Notable examples include:
- Normandy Hydrogen Valley (France): Focused on integrating green hydrogen production with industrial use.
- HEAVENN (The Netherlands): A comprehensive hydrogen ecosystem encompassing production, storage, and distribution.
- California Hydrogen Valley (USA): A hub for hydrogen-powered transportation and industrial applications.
While these valleys represent critical progress, they don’t address the broader challenge of delivering hydrogen to factories and industries located outside these concentrated zones.
Germany’s Ambitious Hydrogen Pipeline Network
Germany is taking a more ambitious approach by developing a national hydrogen pipeline grid. By the end of 2025, the country aims to have 525 kilometres of hydrogen pipelines in service, 507 kilometres of which will be repurposed natural gas infrastructure.

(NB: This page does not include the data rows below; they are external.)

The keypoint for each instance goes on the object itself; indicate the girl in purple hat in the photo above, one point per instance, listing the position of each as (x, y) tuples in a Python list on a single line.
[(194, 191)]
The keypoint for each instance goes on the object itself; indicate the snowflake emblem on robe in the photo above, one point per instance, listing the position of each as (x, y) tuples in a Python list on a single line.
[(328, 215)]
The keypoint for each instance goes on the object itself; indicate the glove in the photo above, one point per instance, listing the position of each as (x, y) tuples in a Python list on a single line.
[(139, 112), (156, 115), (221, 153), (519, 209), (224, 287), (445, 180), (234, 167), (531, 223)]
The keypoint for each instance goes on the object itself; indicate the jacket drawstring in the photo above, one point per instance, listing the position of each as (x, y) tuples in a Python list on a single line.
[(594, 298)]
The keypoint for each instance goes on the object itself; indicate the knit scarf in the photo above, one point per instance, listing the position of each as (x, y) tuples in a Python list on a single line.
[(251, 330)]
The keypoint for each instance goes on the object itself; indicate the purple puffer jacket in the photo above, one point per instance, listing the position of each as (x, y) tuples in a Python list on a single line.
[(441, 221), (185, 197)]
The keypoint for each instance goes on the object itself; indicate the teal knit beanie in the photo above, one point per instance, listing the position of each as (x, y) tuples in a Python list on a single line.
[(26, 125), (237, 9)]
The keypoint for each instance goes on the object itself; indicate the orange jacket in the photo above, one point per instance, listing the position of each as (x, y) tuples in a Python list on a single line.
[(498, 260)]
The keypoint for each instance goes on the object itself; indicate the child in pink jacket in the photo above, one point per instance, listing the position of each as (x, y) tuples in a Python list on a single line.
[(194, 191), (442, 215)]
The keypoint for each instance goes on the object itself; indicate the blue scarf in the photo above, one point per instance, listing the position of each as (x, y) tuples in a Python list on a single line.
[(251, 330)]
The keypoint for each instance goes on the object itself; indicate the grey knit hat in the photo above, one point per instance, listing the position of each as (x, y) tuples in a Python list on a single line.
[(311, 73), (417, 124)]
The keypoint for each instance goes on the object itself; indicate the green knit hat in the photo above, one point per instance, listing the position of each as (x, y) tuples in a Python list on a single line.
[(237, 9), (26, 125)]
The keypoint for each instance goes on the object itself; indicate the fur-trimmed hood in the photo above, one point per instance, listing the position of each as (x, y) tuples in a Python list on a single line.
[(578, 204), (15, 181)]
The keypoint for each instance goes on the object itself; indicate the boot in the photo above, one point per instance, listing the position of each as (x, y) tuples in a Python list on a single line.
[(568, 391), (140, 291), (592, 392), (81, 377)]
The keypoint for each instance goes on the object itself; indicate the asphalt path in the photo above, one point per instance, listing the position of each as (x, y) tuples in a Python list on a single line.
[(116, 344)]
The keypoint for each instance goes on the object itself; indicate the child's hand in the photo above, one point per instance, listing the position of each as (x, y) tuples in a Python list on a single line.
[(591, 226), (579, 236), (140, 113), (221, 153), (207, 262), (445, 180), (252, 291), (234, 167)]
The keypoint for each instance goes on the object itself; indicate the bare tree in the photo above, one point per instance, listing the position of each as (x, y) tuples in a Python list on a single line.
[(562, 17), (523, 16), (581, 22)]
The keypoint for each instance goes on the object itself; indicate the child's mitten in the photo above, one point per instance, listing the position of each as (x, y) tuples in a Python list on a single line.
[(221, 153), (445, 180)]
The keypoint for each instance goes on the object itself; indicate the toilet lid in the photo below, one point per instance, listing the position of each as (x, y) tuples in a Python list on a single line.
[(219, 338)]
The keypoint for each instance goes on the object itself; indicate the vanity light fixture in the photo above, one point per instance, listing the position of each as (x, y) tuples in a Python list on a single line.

By 2032, Germany plans to expand this network to over 9,000 kilometres, ensuring hydrogen is accessible across the country.
A Case Study: South Wales’ Hydrogen Pipeline
In South Wales, plans are underway to construct a 130-kilometre pipeline that will transport hydrogen from offshore wind farms equipped with electrolysers to industrial hubs like Port Talbot. This initiative, part of the Pembrokeshire Demonstration Zone in the Celtic Sea, involves Dolphyn Energy and serves as a proof-of-concept for scaling a standardised approach to hydrogen distribution.
Localised Hydrogen Production: A Competing Vision
In contrast, other regions are exploring the potential of localised hydrogen production near end-users to eliminate the need for long-distance transportation. Small-scale plants, utilising either electrolysis or natural gas reforming, are under development worldwide.
One advantage of this approach is that it avoids placing additional demand on electricity grids for transporting renewable energy. This is particularly appealing at a time when electricity demand is growing exponentially, driven by the proliferation of data centres and other energy-intensive sectors. Moreover, public support for renewables remains crucial, and large-scale electricity infrastructure projects, such as new 50-metre-tall pylons spanning hundreds of kilometres, often face resistance from local communities due to their visual impact.
The Path Forward: Should Others Follow Germany’s Lead?
Germany’s ambitious pipeline plans raise an important question: Should other countries follow suit? A hydrogen pipeline grid offers a scalable solution for transporting hydrogen across regions and industries, enabling widespread adoption and decarbonisation. However, localised production also presents a compelling alternative, particularly for countries with significant renewable energy potential and distributed industrial demand.
As the hydrogen economy evolves, a mix of these strategies may be necessary to address regional differences, infrastructure limitations, and economic considerations. What’s clear is that bold, coordinated action is essential to ensure hydrogen’s role in decarbonising our hardest-to-abate industries.